FEATURE FILMS
THE MAN DIED
The Man Died is the story of Wole Soyinka’s 27 months incarceration by the Nigerian government in 1967 at the cusp of the civil war.
He was famously seeking a truce between Biafra and the Federal Government to allow time for a negotiated settlement of the conflict. It is fundamentally a personal account. Essentially, the subject found refuge from the brutality inflicted upon him by retreating into and living within his own mind. At times, he drifted about the frontiers of madness, hanging on to his self by a thread. At other time, he pondered, listened, watched, like only the truly otherwise unoccupied can.Importantly, he managed to scrounge paper and a pencil from time to time and record his journey of ‘motionlessness.’Wole Soyinka, born July 13, 1934 in Abeokuta, Ogun State Nigeria to a clergy father and trader-activist mother, is a poet, playwright, memoirist, essayist and political activist who received the Nobel Prize for Literature in 1986.
EBROHIMIE ROAD
A Museum of Memory, Directed by Kola Tunbosun, July 2024 release
The documentary centers around Wọlé Ṣóyínká’s campus home on Ebrohimie Road, University of Ìbàdàn as a central character in the story of his life. In 1967, he was arrested there after having returned home from a visit to Biafra for a personal intervention in the Nigerian Civil War that was just breaking out. These events have been already recounted in The Man Died (1971), You Must Set Forth at Dawn (2006), and other works. It was there that he returned to from jail, and from where he went into exile in 1971. He never returned to Ìbàdàn, choosing to take up a role at the University of Ifẹ̀ in 1976, where he retired in 1985, a year before winning the Nobel Prize in Literature.

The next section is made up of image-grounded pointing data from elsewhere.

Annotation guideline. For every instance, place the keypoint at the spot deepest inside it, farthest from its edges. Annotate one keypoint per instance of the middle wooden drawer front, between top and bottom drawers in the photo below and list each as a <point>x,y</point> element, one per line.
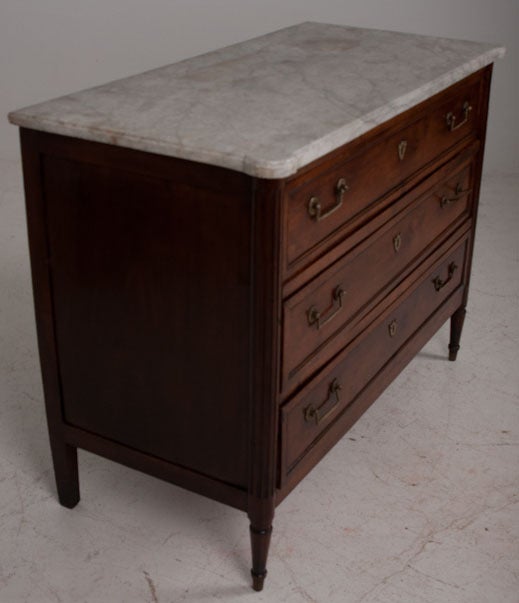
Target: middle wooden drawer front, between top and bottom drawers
<point>317,319</point>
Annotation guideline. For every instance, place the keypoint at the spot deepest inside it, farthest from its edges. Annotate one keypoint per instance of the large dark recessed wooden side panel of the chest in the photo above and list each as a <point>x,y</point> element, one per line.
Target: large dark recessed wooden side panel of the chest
<point>150,284</point>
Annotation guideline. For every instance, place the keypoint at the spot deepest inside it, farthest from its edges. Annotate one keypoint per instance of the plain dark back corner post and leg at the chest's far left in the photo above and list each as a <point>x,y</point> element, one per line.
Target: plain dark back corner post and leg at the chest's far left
<point>64,456</point>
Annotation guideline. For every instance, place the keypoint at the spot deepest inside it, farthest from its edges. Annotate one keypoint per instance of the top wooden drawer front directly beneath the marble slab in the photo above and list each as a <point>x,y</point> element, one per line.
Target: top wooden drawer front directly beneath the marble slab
<point>321,201</point>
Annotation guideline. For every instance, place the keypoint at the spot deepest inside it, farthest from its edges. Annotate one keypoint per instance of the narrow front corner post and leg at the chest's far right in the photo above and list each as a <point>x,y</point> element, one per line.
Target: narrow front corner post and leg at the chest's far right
<point>458,318</point>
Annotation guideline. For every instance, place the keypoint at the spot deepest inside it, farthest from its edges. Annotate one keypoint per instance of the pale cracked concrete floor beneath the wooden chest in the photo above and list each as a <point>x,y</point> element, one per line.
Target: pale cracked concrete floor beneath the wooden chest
<point>417,504</point>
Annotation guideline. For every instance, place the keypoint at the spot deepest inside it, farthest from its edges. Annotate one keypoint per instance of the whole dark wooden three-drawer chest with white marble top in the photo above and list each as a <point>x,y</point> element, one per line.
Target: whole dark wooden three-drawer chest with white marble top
<point>233,256</point>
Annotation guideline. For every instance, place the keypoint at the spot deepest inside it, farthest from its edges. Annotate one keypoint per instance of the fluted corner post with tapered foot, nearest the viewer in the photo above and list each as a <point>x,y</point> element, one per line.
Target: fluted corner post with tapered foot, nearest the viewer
<point>264,378</point>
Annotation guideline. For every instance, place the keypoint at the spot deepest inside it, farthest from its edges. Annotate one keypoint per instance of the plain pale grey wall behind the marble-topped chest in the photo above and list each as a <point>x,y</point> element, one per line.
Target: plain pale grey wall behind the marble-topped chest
<point>53,47</point>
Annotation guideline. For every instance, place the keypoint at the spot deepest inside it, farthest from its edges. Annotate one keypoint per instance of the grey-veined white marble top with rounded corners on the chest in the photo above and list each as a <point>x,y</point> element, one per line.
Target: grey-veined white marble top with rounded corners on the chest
<point>270,105</point>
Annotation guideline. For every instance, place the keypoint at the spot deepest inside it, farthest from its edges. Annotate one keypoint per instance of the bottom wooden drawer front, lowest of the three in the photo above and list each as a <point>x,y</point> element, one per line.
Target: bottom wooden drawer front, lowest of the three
<point>307,416</point>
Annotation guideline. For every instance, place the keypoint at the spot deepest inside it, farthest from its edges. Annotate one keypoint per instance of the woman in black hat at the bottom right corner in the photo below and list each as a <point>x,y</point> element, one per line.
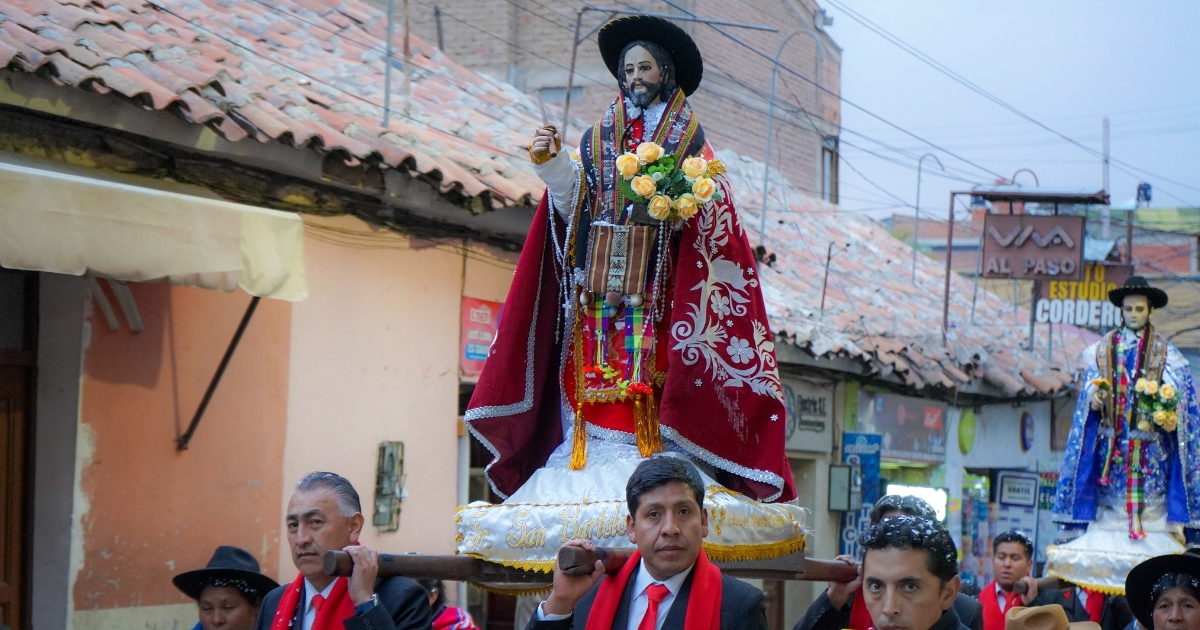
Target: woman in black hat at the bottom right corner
<point>1165,592</point>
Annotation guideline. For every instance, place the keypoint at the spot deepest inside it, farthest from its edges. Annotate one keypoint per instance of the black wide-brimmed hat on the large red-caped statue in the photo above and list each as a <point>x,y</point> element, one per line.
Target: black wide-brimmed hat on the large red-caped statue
<point>689,68</point>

This house played host to many friends, family, and associates over the years while Soyinka was in solitary confinement, and features in his years of employment with the Ibadan University. And it was in that house where, in October 1969, after his release, he granted a famous interview to a Ṣọlá Ọdúnfá, a journalist from Daily Times to express himself about the war and the events that got him locked up.

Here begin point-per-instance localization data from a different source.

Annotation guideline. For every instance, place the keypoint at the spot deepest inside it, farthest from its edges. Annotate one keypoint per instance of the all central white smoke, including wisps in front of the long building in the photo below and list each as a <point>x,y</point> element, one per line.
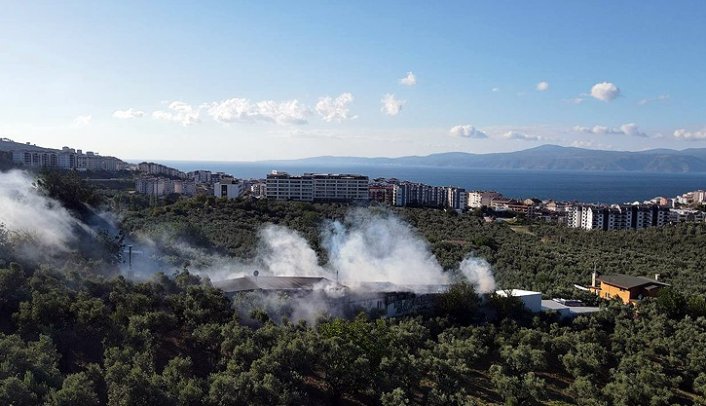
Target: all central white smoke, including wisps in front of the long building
<point>369,251</point>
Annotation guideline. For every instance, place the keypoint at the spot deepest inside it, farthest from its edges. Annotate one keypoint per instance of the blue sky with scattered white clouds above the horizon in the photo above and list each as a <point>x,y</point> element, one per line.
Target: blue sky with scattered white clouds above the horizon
<point>254,80</point>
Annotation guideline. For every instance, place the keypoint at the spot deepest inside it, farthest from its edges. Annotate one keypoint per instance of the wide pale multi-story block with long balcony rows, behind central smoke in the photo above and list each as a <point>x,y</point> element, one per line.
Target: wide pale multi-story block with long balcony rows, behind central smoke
<point>317,187</point>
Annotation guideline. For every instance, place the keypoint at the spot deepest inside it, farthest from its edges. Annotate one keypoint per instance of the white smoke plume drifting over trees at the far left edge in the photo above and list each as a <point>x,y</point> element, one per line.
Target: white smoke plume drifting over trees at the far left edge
<point>29,215</point>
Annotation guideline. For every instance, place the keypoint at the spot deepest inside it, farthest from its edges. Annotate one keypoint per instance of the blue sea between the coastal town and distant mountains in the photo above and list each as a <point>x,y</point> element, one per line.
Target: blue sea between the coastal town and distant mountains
<point>582,186</point>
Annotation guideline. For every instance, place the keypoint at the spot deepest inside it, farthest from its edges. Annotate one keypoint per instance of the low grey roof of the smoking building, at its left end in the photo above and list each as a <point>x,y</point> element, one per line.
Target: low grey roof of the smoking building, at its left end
<point>272,283</point>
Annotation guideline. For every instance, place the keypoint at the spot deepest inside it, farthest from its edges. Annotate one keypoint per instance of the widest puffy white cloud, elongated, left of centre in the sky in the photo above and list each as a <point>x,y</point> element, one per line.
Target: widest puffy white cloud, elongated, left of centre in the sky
<point>243,110</point>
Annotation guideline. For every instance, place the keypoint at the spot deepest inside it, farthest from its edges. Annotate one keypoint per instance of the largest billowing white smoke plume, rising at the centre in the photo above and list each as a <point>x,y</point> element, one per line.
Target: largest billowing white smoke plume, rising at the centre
<point>379,247</point>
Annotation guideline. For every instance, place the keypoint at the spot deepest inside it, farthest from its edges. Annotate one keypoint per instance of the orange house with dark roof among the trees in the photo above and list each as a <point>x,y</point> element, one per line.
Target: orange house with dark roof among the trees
<point>630,289</point>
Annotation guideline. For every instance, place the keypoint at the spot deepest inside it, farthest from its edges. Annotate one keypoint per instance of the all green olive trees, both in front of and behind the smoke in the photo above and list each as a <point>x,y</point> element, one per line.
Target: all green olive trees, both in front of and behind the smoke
<point>72,334</point>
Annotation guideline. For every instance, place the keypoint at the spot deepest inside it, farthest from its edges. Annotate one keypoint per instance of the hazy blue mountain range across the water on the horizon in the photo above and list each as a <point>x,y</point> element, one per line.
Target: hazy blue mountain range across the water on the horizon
<point>545,157</point>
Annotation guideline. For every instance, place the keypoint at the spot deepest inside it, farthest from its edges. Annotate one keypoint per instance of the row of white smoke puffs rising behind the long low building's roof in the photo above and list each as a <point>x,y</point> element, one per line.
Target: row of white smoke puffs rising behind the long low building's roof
<point>368,246</point>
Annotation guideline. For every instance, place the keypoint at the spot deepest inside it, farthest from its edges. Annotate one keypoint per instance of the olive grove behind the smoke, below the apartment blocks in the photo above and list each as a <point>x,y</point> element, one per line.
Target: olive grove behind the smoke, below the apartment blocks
<point>542,257</point>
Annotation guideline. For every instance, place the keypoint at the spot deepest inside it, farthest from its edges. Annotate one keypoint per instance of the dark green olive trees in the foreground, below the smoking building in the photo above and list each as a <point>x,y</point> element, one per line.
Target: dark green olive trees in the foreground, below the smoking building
<point>174,341</point>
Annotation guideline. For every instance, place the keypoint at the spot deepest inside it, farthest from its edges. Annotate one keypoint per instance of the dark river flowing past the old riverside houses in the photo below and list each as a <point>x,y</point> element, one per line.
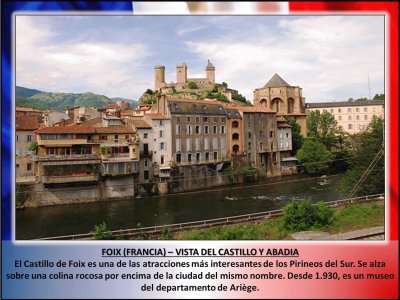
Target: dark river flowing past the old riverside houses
<point>218,202</point>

Ebrohimie Road examines how the personal became the national, through the recollection of central and peripheral characters; how a small campus residence became witness to some of the most significant issues in Nigerian social, political, and literary history, many of which remain unresolved; and how ecological changes contribute to the erosion of history and a sense of place. Through stories, visuals, and historical records, Tubosun unearths what makes Ebrohimie Road more than just a campus street or physical location, but a place of history and a museum of memory.The cinematographers of the film include Tunde Kelani, Jordan Wyatt, and Curtis Boggs. The film is supported with a grant by Open Society Foundation and Sterling Bank Nigeria”.